Andando un po’, ma non troppo, sul personale: per ragioni di età puoi ricordare davvero poco di quei momenti, ma dai racconti di chi era presente e mi riferisco, in particolare a tuo suocero, il dott. Vincenzo Carella, grande uomo di cultura e che a quei tempi fu anche sindaco di San Vito dei Normanni ed ebbe modo di stringergli la mano e parlargli, che rappresenta per te e, più in generale, per i sanvitesi di oggi, Lanza del Vasto?
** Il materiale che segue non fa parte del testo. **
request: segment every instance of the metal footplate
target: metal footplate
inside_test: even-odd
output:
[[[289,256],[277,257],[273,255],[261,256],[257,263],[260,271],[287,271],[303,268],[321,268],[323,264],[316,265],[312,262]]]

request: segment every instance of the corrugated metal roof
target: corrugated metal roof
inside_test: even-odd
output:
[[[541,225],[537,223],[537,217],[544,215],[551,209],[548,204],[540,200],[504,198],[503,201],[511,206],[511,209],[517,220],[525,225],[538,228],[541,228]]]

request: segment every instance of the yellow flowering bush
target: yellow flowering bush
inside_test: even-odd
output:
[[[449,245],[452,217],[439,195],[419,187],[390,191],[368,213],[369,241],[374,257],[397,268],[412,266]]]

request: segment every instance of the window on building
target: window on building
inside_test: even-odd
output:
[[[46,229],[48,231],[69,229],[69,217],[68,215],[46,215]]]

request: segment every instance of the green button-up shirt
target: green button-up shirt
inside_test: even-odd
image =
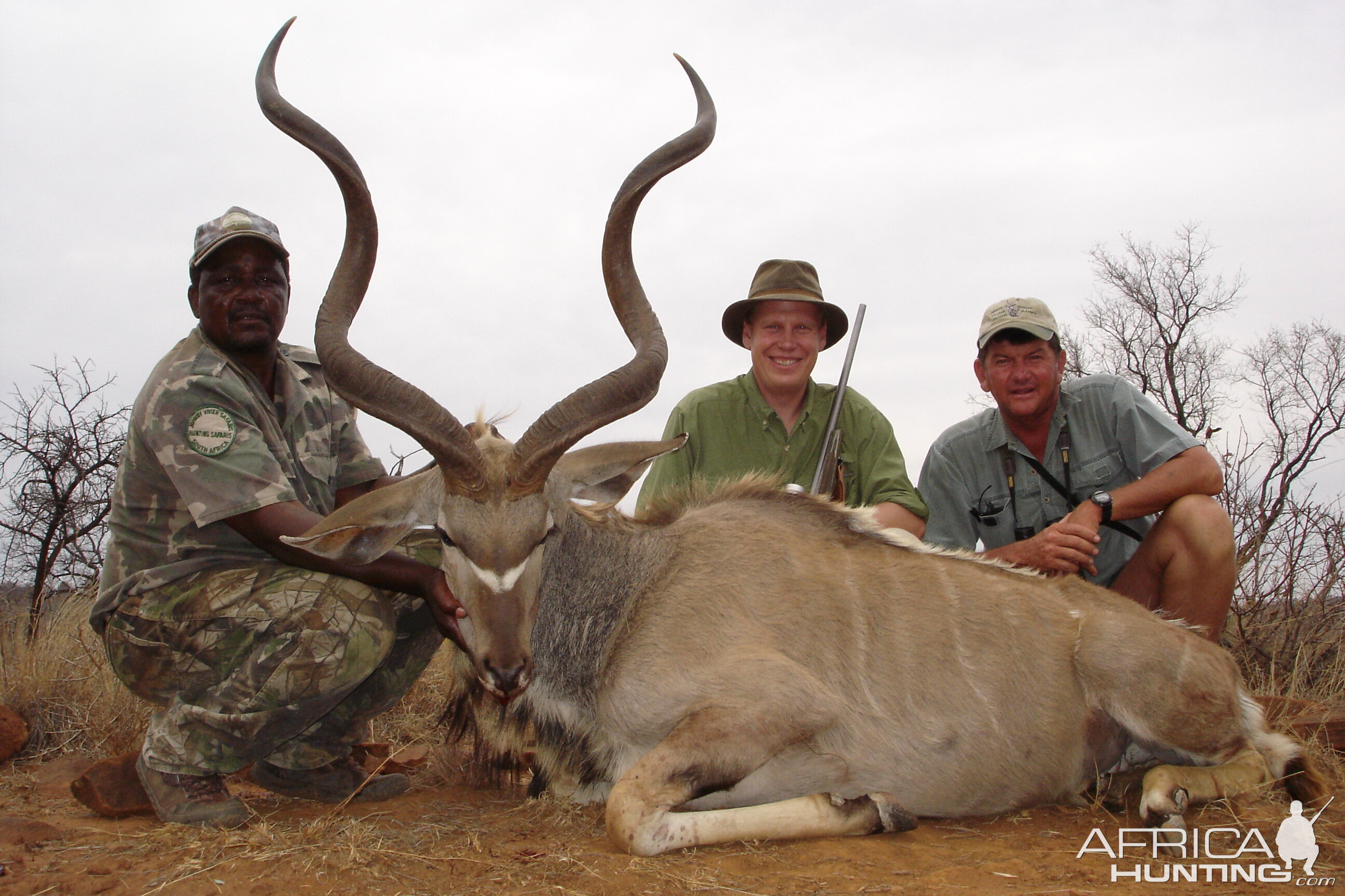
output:
[[[1041,463],[1061,484],[1065,467],[1060,458],[1060,430],[1069,420],[1069,485],[1076,500],[1099,489],[1111,492],[1134,482],[1158,465],[1200,445],[1177,426],[1161,407],[1116,376],[1098,375],[1068,380],[1046,437]],[[1009,500],[1002,451],[1014,455],[1014,504]],[[1069,513],[1069,505],[1024,462],[1032,457],[1005,426],[998,408],[982,411],[944,430],[925,455],[920,490],[929,501],[925,541],[948,548],[974,549],[979,539],[987,551],[1011,544],[1015,527],[1045,527]],[[972,510],[976,516],[972,516]],[[991,513],[994,510],[994,513]],[[1139,535],[1155,517],[1126,520]],[[1111,584],[1139,544],[1115,529],[1103,528],[1098,544],[1098,576],[1091,582]]]
[[[767,404],[751,371],[690,392],[672,408],[663,429],[666,439],[686,433],[687,443],[654,461],[640,489],[639,508],[693,477],[717,482],[753,472],[779,473],[787,482],[807,488],[822,454],[822,431],[835,391],[835,386],[810,379],[803,411],[791,433],[785,433],[780,415]],[[920,519],[929,514],[907,476],[892,424],[869,399],[846,390],[837,427],[847,504],[872,506],[890,501]]]

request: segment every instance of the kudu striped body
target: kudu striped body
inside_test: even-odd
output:
[[[319,356],[347,400],[436,459],[291,541],[367,562],[433,525],[469,614],[477,692],[507,704],[506,727],[535,733],[557,790],[608,801],[621,848],[863,834],[908,829],[913,815],[1076,799],[1135,748],[1201,766],[1147,774],[1146,823],[1180,825],[1188,801],[1286,774],[1306,802],[1318,795],[1228,654],[1100,588],[932,551],[761,482],[647,523],[574,504],[619,500],[681,445],[568,453],[658,390],[667,352],[631,228],[654,183],[713,137],[714,107],[690,67],[697,122],[625,180],[603,242],[612,308],[636,349],[628,364],[515,445],[463,427],[366,360],[346,333],[373,271],[373,204],[346,149],[277,93],[284,34],[258,69],[258,101],[331,168],[348,222]]]

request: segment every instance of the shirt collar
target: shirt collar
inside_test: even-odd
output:
[[[761,387],[757,386],[756,376],[752,375],[752,371],[748,371],[746,373],[738,376],[736,382],[738,387],[742,390],[742,395],[746,399],[748,408],[752,411],[752,415],[757,420],[761,420],[763,430],[771,426],[771,420],[780,419],[780,415],[775,412],[775,408],[767,404],[765,396],[761,395]],[[802,426],[803,422],[812,415],[812,402],[816,399],[816,396],[818,396],[818,384],[814,383],[812,377],[810,376],[808,388],[803,394],[803,410],[799,411],[799,420],[794,424],[795,429]]]

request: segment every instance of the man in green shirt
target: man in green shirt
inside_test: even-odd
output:
[[[757,267],[748,297],[724,312],[722,326],[752,352],[752,369],[695,390],[672,408],[663,438],[686,433],[687,443],[654,462],[640,510],[693,477],[714,482],[761,472],[812,482],[835,387],[811,375],[818,352],[849,329],[845,312],[822,298],[812,265],[772,259]],[[846,390],[837,426],[846,504],[872,506],[880,524],[923,535],[929,510],[907,476],[888,419]]]

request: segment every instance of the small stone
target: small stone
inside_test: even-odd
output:
[[[9,759],[28,743],[28,723],[9,707],[0,705],[0,762]]]
[[[155,810],[136,774],[139,752],[100,759],[70,782],[70,793],[100,815],[121,818]]]
[[[0,815],[0,844],[7,846],[44,844],[48,840],[62,840],[63,837],[65,833],[59,827],[44,821]]]

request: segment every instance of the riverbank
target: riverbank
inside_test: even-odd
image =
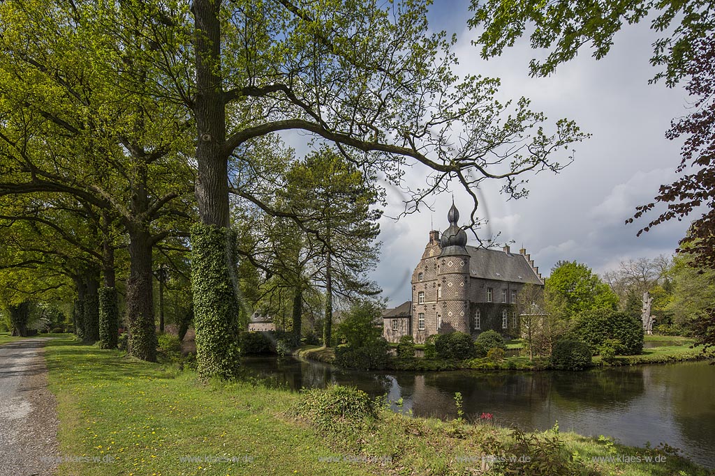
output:
[[[297,416],[301,396],[294,392],[203,385],[193,372],[67,338],[48,343],[46,356],[59,402],[60,454],[67,457],[59,476],[448,475],[497,474],[500,465],[520,474],[714,474],[667,450],[558,430],[523,435],[487,419],[445,422],[383,409],[363,425],[320,429]],[[72,461],[73,455],[102,462]],[[533,458],[533,465],[495,465],[491,457],[511,456]],[[658,463],[646,462],[656,457]],[[482,472],[482,461],[490,471]]]
[[[646,342],[669,343],[675,345],[661,345],[644,348],[638,355],[616,355],[612,359],[604,360],[600,355],[592,359],[594,367],[618,367],[622,365],[638,365],[656,363],[675,363],[704,360],[715,358],[715,353],[704,353],[701,348],[691,348],[694,340],[687,338],[666,335],[647,335]],[[518,343],[511,343],[508,348],[516,350],[520,348]],[[325,348],[319,345],[304,345],[297,349],[293,355],[302,358],[316,360],[323,363],[332,364],[335,353],[332,348]],[[430,372],[443,370],[482,370],[495,372],[498,370],[541,371],[550,370],[549,360],[546,358],[536,358],[529,360],[528,358],[515,355],[505,357],[500,360],[488,358],[473,358],[466,360],[450,360],[445,359],[426,359],[421,357],[398,358],[392,357],[388,363],[386,370],[409,370],[413,372]]]

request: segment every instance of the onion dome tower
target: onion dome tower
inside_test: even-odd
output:
[[[442,252],[438,258],[437,278],[440,290],[437,303],[438,332],[455,330],[470,333],[469,253],[467,233],[457,224],[459,211],[452,203],[447,214],[449,228],[442,233]]]

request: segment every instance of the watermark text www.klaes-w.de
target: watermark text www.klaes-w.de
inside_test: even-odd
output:
[[[219,456],[215,455],[184,455],[179,457],[179,462],[197,462],[204,464],[216,463],[243,463],[253,462],[254,457],[250,455],[242,455],[241,456]]]
[[[337,455],[318,456],[320,462],[362,462],[368,464],[389,465],[393,462],[392,456],[365,456],[363,455]]]
[[[68,462],[76,463],[112,463],[114,457],[112,455],[87,456],[86,455],[61,455],[59,456],[41,456],[40,461],[44,463],[62,465]]]

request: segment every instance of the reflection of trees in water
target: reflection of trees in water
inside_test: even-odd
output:
[[[694,362],[646,368],[648,378],[667,401],[684,437],[711,458],[715,439],[715,366]]]
[[[614,367],[585,372],[549,373],[553,397],[565,408],[624,405],[645,390],[643,368]]]

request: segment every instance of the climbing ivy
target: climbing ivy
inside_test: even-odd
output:
[[[235,233],[199,223],[192,228],[191,241],[199,373],[203,378],[233,378],[240,355]]]
[[[82,306],[84,321],[84,336],[87,342],[99,340],[99,298],[96,293],[87,294]]]
[[[99,347],[116,349],[119,332],[119,315],[117,308],[117,289],[99,289]]]

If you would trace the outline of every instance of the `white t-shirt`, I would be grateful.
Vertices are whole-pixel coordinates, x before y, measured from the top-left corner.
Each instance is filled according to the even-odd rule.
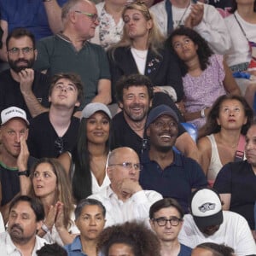
[[[241,215],[224,211],[224,221],[219,230],[212,236],[201,233],[191,214],[184,216],[178,241],[194,248],[202,242],[224,243],[234,248],[236,256],[256,254],[256,245],[247,220]]]
[[[247,38],[256,42],[256,24],[245,21],[237,13],[235,15],[243,28]],[[230,15],[224,19],[228,30],[231,37],[231,49],[227,55],[226,61],[229,67],[251,61],[251,54],[247,40],[243,35],[234,15]]]

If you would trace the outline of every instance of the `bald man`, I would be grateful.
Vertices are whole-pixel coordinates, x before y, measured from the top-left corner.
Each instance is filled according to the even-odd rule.
[[[88,42],[99,25],[95,3],[69,0],[61,9],[63,32],[39,40],[35,68],[50,76],[59,73],[78,73],[84,85],[83,109],[90,102],[111,102],[110,73],[104,49]]]
[[[107,167],[110,185],[89,196],[106,207],[105,227],[131,220],[148,224],[149,208],[162,196],[143,189],[138,183],[140,171],[138,155],[131,148],[118,148],[110,153]]]

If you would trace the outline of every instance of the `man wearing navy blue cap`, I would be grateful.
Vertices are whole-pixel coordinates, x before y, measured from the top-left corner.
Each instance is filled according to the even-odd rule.
[[[188,212],[192,190],[207,186],[207,182],[195,160],[172,149],[177,137],[177,114],[166,105],[160,105],[149,113],[146,132],[150,148],[142,154],[140,183],[143,189],[175,198]]]

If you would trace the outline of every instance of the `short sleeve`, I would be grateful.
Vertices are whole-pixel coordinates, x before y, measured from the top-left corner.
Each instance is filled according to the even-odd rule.
[[[231,166],[224,166],[217,175],[213,188],[220,194],[231,193]]]

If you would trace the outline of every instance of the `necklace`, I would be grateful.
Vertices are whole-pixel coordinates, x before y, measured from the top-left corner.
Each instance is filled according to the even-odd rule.
[[[133,47],[131,48],[131,52],[136,55],[139,59],[145,60],[148,55],[148,49],[141,50],[141,49],[137,49]]]

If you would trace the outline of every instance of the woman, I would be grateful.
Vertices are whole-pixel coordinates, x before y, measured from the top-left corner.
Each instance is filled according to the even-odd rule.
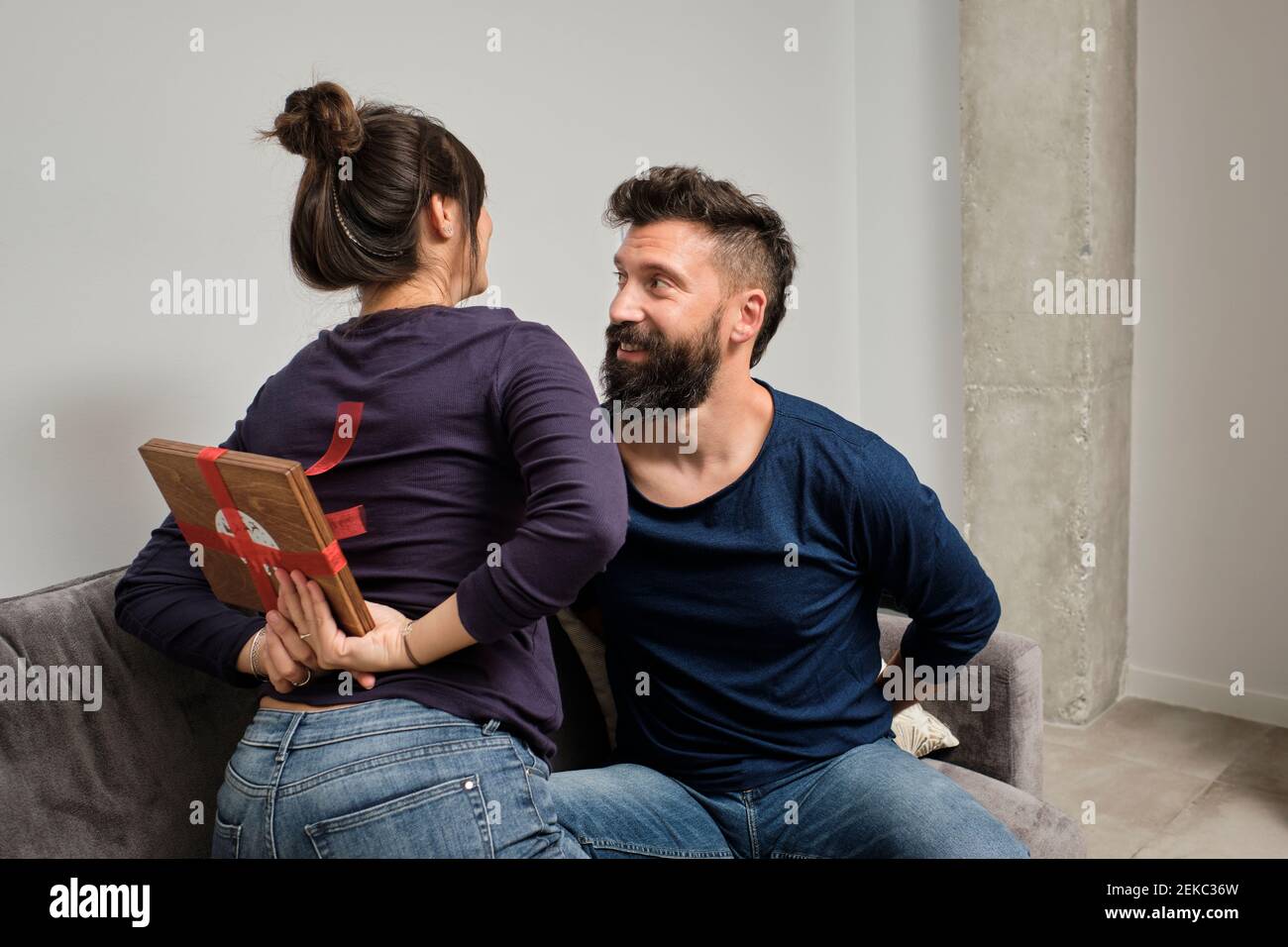
[[[376,627],[344,635],[316,582],[281,571],[265,626],[214,599],[173,517],[153,532],[118,624],[265,682],[213,854],[585,857],[547,787],[562,710],[544,616],[625,539],[590,380],[549,327],[457,305],[488,286],[492,222],[478,161],[438,121],[319,82],[260,134],[307,161],[296,273],[357,289],[362,311],[272,375],[222,446],[308,465],[336,406],[362,402],[350,450],[312,483],[325,510],[366,509],[343,549]]]

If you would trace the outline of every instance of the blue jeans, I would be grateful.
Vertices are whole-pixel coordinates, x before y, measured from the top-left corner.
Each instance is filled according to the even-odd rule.
[[[214,858],[585,858],[527,743],[404,698],[256,711],[224,770]]]
[[[555,773],[559,821],[594,858],[1028,858],[894,734],[775,782],[701,792],[648,767]]]

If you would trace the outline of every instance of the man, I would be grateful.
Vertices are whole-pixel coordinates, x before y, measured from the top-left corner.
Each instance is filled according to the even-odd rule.
[[[891,666],[938,669],[988,642],[992,581],[894,447],[751,376],[796,265],[782,219],[670,166],[605,220],[629,229],[603,407],[680,420],[618,445],[626,544],[578,603],[617,749],[553,776],[559,821],[594,857],[1028,857],[895,745],[877,680],[882,589],[913,618]]]

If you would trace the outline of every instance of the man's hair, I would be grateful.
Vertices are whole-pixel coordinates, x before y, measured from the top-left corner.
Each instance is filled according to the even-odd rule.
[[[765,291],[765,321],[751,348],[751,363],[765,353],[786,312],[787,287],[796,269],[796,249],[783,219],[760,195],[744,195],[732,182],[701,169],[667,165],[643,178],[627,178],[604,211],[609,227],[692,220],[715,238],[715,264],[725,294]]]

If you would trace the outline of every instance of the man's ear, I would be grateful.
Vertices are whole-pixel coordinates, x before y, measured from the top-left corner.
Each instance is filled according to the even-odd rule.
[[[760,335],[760,327],[765,325],[765,305],[768,299],[762,290],[747,290],[741,294],[742,303],[738,307],[738,321],[734,322],[730,341],[755,343]]]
“Sul piano personale non ho ricordi diretti di Lanza del Vasto. Ciò che conosco l’ho appreso dai numerosi articoli e volumi a lui dedicati dal “Il Punto”, un periodico sanvitese di cultura e informazione fondato dal compianto don Antonio Chionna e arrivato ormai al suo 51° anno di pubblicazione, nonché dall’archivio e dalla biblioteca personale di mio suocero, dove ho potuto trovare e approfondire moltissimo materiale e studi su Lanza del Vasto. Per me, ma sicuramente per tutta la nostra comunità sanvitese, Lanza del Vasto, insieme a Leonardo Leo, rappresentano il patrimonio più grande che abbiamo, la nostra ricchezza e probabilmente la nostra fortuna. Il 29 settembre di quest’anno ricorreva il 120° anniversario della nascita di Lanza del Vasto e la nostra amministrazione, insieme alle scuole cittadine e ad altre stimolanti realtà associative presenti sul territorio hanno organizzato eventi, mostre, intitolazioni di targhe toponomastiche e festival finalizzati a farne conoscere la figura ed il pensiero. Per il futuro, il nostro impegno non potrà che essere ancora maggiore e, chissà, finalizzato ad una piena fruizione e valorizzazione delle case natali sia di Lanza del Vasto sia di Leonardo Leo, affinché i figli più illustri della nostra città possano in qualche modo tornare ad abitare le case in cui sono nati e vissuti insieme all’immenso patrimonio storico e culturale che, grazie a loro, ha portato il nome di San Vito in giro per il mondo”.